View Single Post
  #12   Report Post  
Posted to comp.os.linux.advocacy,comp.apps.spreadsheets,microsoft.public.excel.misc,microsoft.public.excel
Steve Carroll Steve Carroll is offline
external usenet poster
 
Posts: 8
Default Correct process for creating a linear trend line in Excel

On Jun 17, 1:57*am, Martin Brown
wrote:
On 16/06/2012 00:22, joeu2004 wrote:









"Onion Knight" wrote:
There has been some debate in COLA as to the correct way
to create a linear trendline in Excel. Someone in the forum
kindly made a video to show what he thought was the correct
method
http://tmp.gallopinginsanity.com/Lin...neCreation.mov

[....]
Does anyone see any missing steps for the creation of a
linear trend line?


I cannot find the original debate in comp.os.linux.advocacy (COLA); just
the thread titled "Visualizing where to draw the standard deviation
line", which refers to yet-another "a debate in COLA".

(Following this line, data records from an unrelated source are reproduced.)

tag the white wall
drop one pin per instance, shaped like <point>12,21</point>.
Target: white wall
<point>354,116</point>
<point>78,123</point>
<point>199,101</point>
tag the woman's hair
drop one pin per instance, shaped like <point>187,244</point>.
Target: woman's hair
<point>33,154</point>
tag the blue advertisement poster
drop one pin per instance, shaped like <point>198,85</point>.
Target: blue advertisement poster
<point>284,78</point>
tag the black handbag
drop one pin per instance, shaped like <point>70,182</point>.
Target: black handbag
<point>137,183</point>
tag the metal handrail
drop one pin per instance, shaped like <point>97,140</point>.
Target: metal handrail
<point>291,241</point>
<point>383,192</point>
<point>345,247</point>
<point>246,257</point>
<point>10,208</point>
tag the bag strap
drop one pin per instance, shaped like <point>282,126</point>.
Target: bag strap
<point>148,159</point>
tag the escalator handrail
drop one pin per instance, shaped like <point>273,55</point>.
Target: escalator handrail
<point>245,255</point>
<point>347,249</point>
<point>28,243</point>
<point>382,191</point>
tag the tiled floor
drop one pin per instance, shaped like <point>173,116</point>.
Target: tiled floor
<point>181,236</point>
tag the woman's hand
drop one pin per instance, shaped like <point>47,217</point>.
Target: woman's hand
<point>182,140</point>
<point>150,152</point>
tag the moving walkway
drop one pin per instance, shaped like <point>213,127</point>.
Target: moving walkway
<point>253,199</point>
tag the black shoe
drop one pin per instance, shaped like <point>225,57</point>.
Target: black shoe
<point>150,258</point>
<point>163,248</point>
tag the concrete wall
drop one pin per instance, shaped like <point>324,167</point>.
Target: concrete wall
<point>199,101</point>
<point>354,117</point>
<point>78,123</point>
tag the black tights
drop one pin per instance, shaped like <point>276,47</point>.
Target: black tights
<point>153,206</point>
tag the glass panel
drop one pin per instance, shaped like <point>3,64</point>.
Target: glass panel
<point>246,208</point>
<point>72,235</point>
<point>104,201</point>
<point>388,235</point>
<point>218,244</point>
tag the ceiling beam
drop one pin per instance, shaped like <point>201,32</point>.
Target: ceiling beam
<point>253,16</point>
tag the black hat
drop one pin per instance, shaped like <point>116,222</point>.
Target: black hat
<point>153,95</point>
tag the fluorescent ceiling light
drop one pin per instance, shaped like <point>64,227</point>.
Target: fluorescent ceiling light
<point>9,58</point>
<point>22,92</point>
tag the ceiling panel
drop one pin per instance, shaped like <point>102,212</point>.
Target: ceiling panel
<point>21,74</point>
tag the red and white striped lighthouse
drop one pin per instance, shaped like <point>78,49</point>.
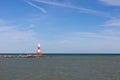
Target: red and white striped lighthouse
<point>39,53</point>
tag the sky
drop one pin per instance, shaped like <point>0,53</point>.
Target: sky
<point>60,26</point>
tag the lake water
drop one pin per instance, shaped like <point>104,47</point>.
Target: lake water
<point>61,67</point>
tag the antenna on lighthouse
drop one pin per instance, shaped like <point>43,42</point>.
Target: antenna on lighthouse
<point>39,53</point>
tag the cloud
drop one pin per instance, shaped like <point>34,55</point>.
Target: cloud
<point>35,6</point>
<point>17,41</point>
<point>112,23</point>
<point>85,10</point>
<point>2,21</point>
<point>111,2</point>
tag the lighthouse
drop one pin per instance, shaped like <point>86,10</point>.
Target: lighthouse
<point>39,53</point>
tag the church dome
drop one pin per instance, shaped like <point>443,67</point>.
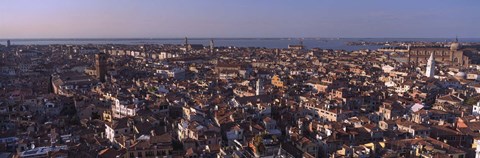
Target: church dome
<point>454,46</point>
<point>460,75</point>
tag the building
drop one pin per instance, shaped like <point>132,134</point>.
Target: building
<point>277,81</point>
<point>430,72</point>
<point>101,66</point>
<point>212,46</point>
<point>454,54</point>
<point>42,152</point>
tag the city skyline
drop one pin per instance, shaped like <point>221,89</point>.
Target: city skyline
<point>239,19</point>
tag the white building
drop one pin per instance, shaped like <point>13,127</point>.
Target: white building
<point>176,73</point>
<point>430,72</point>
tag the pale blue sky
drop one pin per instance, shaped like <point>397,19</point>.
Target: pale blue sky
<point>241,18</point>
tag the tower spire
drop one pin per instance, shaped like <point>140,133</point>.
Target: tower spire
<point>430,71</point>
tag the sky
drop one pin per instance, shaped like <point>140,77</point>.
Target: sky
<point>239,18</point>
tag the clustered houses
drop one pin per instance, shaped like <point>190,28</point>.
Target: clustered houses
<point>194,101</point>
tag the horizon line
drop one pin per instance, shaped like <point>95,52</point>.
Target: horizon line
<point>129,38</point>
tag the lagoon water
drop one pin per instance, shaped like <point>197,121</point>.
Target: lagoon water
<point>324,43</point>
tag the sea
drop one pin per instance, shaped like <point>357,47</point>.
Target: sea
<point>324,43</point>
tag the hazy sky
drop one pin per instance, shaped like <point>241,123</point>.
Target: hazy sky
<point>238,18</point>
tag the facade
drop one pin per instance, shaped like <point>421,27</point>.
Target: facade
<point>101,66</point>
<point>430,71</point>
<point>453,55</point>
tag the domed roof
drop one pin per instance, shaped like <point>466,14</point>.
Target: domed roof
<point>454,46</point>
<point>461,74</point>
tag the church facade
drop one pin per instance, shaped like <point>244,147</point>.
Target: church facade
<point>453,55</point>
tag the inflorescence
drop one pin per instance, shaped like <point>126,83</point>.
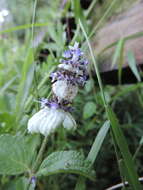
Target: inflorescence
<point>71,74</point>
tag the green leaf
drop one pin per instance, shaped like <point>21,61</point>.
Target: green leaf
<point>15,155</point>
<point>121,142</point>
<point>89,110</point>
<point>133,65</point>
<point>66,162</point>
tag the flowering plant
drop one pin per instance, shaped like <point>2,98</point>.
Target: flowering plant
<point>71,74</point>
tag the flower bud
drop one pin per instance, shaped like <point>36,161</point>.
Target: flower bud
<point>47,120</point>
<point>64,90</point>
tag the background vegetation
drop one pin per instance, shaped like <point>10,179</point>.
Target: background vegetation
<point>48,27</point>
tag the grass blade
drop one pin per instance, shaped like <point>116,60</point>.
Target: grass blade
<point>25,83</point>
<point>133,65</point>
<point>94,152</point>
<point>121,142</point>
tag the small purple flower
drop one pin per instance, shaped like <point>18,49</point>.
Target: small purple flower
<point>33,181</point>
<point>67,54</point>
<point>54,105</point>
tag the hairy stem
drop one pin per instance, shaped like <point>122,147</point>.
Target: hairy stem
<point>40,155</point>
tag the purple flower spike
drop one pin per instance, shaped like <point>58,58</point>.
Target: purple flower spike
<point>54,105</point>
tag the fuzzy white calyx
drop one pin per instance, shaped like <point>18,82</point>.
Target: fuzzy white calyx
<point>47,120</point>
<point>65,91</point>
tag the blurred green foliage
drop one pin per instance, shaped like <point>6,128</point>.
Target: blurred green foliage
<point>24,78</point>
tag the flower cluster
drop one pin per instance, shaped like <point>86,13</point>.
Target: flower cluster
<point>71,74</point>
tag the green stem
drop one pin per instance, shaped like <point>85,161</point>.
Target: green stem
<point>95,65</point>
<point>40,155</point>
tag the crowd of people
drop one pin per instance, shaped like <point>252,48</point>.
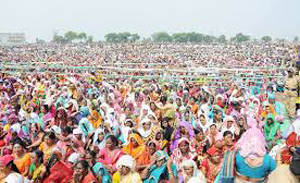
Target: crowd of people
<point>148,114</point>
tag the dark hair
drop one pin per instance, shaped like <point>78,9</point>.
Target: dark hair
<point>66,129</point>
<point>46,107</point>
<point>198,130</point>
<point>213,125</point>
<point>13,167</point>
<point>84,163</point>
<point>19,141</point>
<point>113,139</point>
<point>51,135</point>
<point>92,153</point>
<point>163,99</point>
<point>227,133</point>
<point>40,155</point>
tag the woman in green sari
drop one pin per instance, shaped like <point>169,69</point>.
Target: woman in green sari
<point>272,131</point>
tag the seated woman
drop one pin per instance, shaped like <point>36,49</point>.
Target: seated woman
<point>157,170</point>
<point>110,154</point>
<point>126,171</point>
<point>184,130</point>
<point>211,165</point>
<point>9,171</point>
<point>136,146</point>
<point>292,141</point>
<point>190,170</point>
<point>37,170</point>
<point>21,157</point>
<point>147,156</point>
<point>252,163</point>
<point>49,142</point>
<point>146,129</point>
<point>82,174</point>
<point>97,168</point>
<point>272,131</point>
<point>57,171</point>
<point>180,154</point>
<point>283,173</point>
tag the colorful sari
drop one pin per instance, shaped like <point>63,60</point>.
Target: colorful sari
<point>135,152</point>
<point>95,119</point>
<point>23,162</point>
<point>271,129</point>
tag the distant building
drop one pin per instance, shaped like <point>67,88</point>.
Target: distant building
<point>12,39</point>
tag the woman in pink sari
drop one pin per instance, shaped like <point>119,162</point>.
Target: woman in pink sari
<point>110,154</point>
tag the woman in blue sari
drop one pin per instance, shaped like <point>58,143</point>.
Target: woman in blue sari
<point>157,171</point>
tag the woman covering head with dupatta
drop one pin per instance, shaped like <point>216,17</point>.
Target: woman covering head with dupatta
<point>135,147</point>
<point>252,162</point>
<point>126,171</point>
<point>184,130</point>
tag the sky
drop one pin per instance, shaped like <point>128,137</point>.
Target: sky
<point>257,18</point>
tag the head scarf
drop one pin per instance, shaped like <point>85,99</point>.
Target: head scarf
<point>126,161</point>
<point>188,126</point>
<point>101,144</point>
<point>85,126</point>
<point>141,130</point>
<point>233,129</point>
<point>135,152</point>
<point>252,143</point>
<point>191,163</point>
<point>295,127</point>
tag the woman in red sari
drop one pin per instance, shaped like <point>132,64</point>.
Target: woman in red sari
<point>211,165</point>
<point>82,173</point>
<point>292,141</point>
<point>110,154</point>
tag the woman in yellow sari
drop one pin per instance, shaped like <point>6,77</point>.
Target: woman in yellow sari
<point>95,119</point>
<point>136,146</point>
<point>47,145</point>
<point>126,171</point>
<point>22,159</point>
<point>268,109</point>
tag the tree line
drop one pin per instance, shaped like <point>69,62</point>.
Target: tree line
<point>182,37</point>
<point>71,36</point>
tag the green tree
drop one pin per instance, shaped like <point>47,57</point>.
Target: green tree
<point>266,39</point>
<point>162,37</point>
<point>70,36</point>
<point>222,39</point>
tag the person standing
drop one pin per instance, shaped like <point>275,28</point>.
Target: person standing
<point>291,87</point>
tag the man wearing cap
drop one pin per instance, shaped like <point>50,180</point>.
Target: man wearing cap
<point>298,75</point>
<point>291,92</point>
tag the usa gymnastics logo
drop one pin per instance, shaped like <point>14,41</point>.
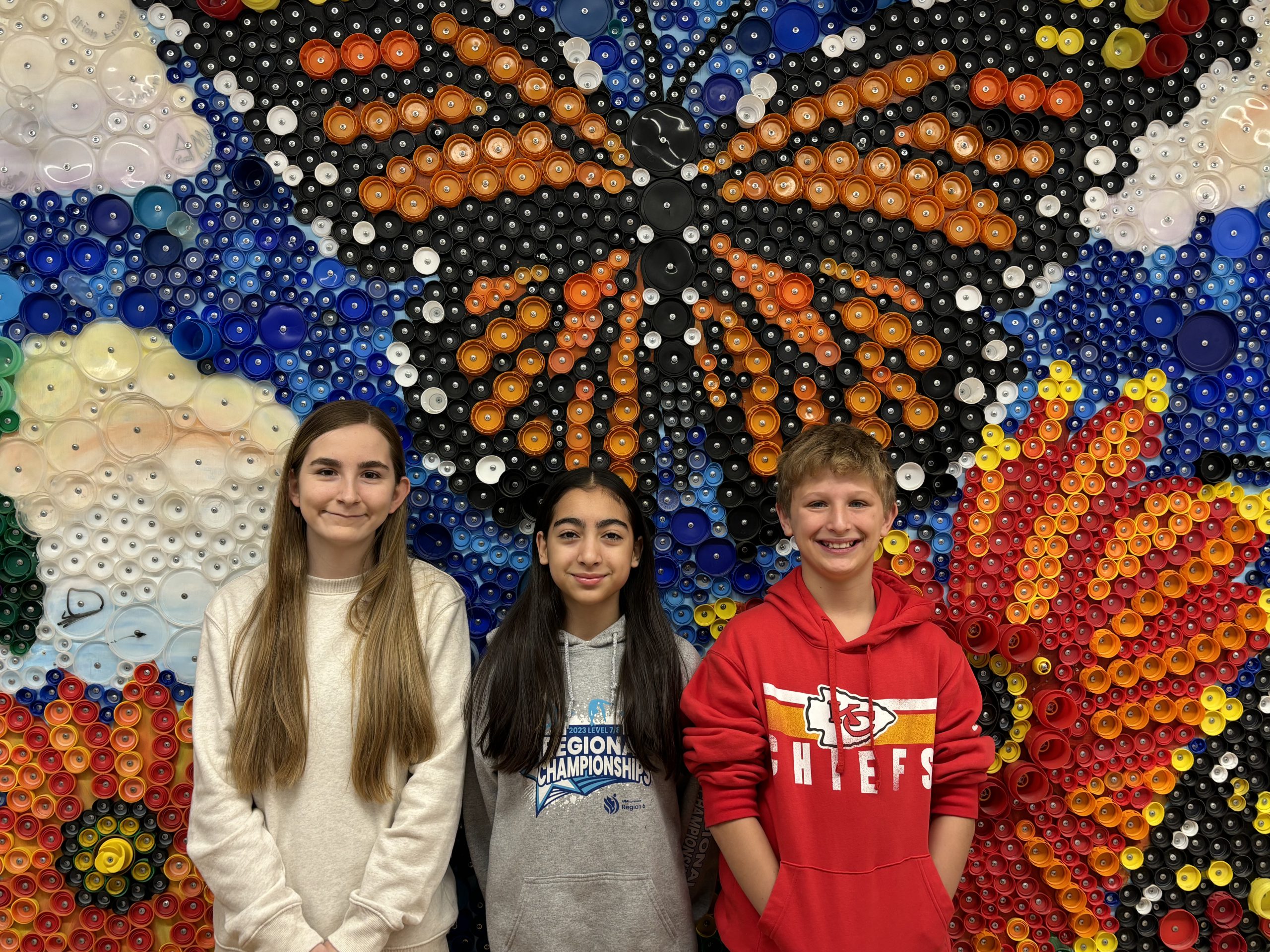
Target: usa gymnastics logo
<point>590,758</point>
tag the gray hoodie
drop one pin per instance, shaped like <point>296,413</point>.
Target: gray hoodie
<point>591,851</point>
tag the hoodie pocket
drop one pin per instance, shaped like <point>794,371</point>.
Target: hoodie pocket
<point>901,908</point>
<point>614,912</point>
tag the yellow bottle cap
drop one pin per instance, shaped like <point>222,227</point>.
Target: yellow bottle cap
<point>1124,49</point>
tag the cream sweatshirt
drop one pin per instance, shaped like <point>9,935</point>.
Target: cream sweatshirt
<point>293,867</point>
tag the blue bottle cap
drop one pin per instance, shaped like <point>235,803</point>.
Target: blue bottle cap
<point>282,327</point>
<point>667,572</point>
<point>1207,342</point>
<point>238,330</point>
<point>717,556</point>
<point>10,298</point>
<point>690,526</point>
<point>46,258</point>
<point>194,339</point>
<point>797,28</point>
<point>257,362</point>
<point>754,36</point>
<point>720,94</point>
<point>153,206</point>
<point>747,578</point>
<point>584,18</point>
<point>1162,318</point>
<point>42,313</point>
<point>606,53</point>
<point>1206,391</point>
<point>252,176</point>
<point>139,307</point>
<point>353,305</point>
<point>87,255</point>
<point>1236,233</point>
<point>10,225</point>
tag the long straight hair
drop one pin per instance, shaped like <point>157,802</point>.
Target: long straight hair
<point>394,720</point>
<point>521,681</point>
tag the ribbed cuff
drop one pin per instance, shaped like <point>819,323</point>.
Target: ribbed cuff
<point>955,800</point>
<point>727,804</point>
<point>362,931</point>
<point>286,932</point>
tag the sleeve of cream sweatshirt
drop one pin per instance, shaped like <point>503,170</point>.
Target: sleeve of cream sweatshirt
<point>228,838</point>
<point>412,856</point>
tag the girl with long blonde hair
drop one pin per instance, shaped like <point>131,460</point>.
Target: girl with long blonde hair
<point>329,734</point>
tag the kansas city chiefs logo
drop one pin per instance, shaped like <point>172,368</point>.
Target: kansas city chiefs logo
<point>854,711</point>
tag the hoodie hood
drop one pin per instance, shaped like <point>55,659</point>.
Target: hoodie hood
<point>897,610</point>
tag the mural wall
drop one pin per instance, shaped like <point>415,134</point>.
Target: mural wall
<point>1024,244</point>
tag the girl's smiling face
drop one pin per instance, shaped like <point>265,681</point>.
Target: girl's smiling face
<point>590,547</point>
<point>346,489</point>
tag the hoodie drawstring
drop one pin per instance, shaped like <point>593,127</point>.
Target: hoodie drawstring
<point>831,640</point>
<point>613,681</point>
<point>833,700</point>
<point>869,688</point>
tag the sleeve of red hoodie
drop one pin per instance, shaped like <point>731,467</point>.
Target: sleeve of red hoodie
<point>962,753</point>
<point>724,738</point>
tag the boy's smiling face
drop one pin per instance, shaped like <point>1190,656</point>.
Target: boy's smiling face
<point>837,524</point>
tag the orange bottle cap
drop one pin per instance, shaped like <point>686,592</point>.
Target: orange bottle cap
<point>772,131</point>
<point>378,121</point>
<point>962,229</point>
<point>474,48</point>
<point>535,87</point>
<point>874,88</point>
<point>505,65</point>
<point>451,103</point>
<point>931,131</point>
<point>892,201</point>
<point>341,125</point>
<point>447,188</point>
<point>319,59</point>
<point>484,182</point>
<point>841,159</point>
<point>1026,94</point>
<point>926,214</point>
<point>399,50</point>
<point>988,88</point>
<point>882,166</point>
<point>965,144</point>
<point>360,54</point>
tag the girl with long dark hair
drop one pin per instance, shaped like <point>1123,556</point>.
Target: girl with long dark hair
<point>582,827</point>
<point>329,735</point>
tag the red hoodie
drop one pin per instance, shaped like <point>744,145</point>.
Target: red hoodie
<point>855,871</point>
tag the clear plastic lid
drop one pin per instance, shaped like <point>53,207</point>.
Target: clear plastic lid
<point>98,22</point>
<point>49,389</point>
<point>131,76</point>
<point>107,352</point>
<point>135,427</point>
<point>30,61</point>
<point>74,106</point>
<point>66,164</point>
<point>197,460</point>
<point>224,403</point>
<point>183,595</point>
<point>74,446</point>
<point>168,377</point>
<point>127,164</point>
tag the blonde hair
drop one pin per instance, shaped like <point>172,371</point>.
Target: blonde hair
<point>394,715</point>
<point>837,448</point>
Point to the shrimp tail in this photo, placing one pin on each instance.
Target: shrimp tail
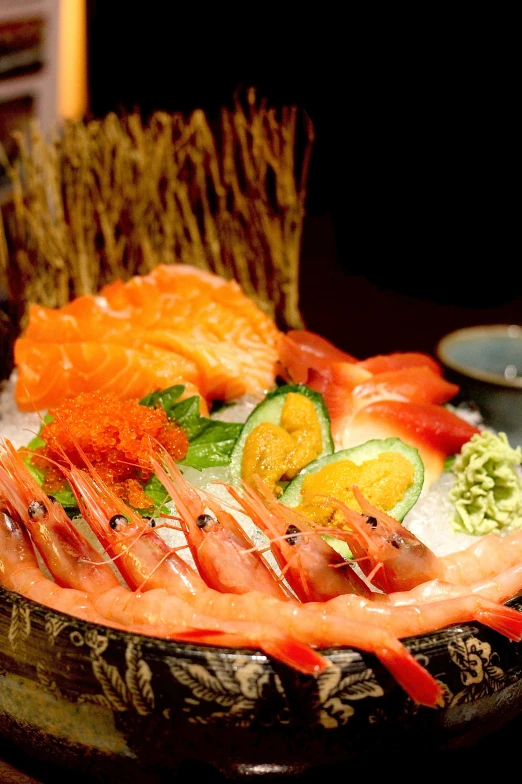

No matter; I'm not interested. I think we can answer your Excel
questions without getting into anything so esoteric.


I see no missing steps in creating the linear trendline per se using Excel.


I would also select the trendline options to display the trendline
equation and the R-squared of the trendline.


And after displaying the trendline equation, I might select the option
to Format Trendline Label in order to alter the display precision of the
coefficients. I would select Scientific with 14 decimal places if I want
to see the trendline coefficients "exactly"; that is, the most precision
that Excel will display.


But none of those "steps" affects how the linear trendline is created.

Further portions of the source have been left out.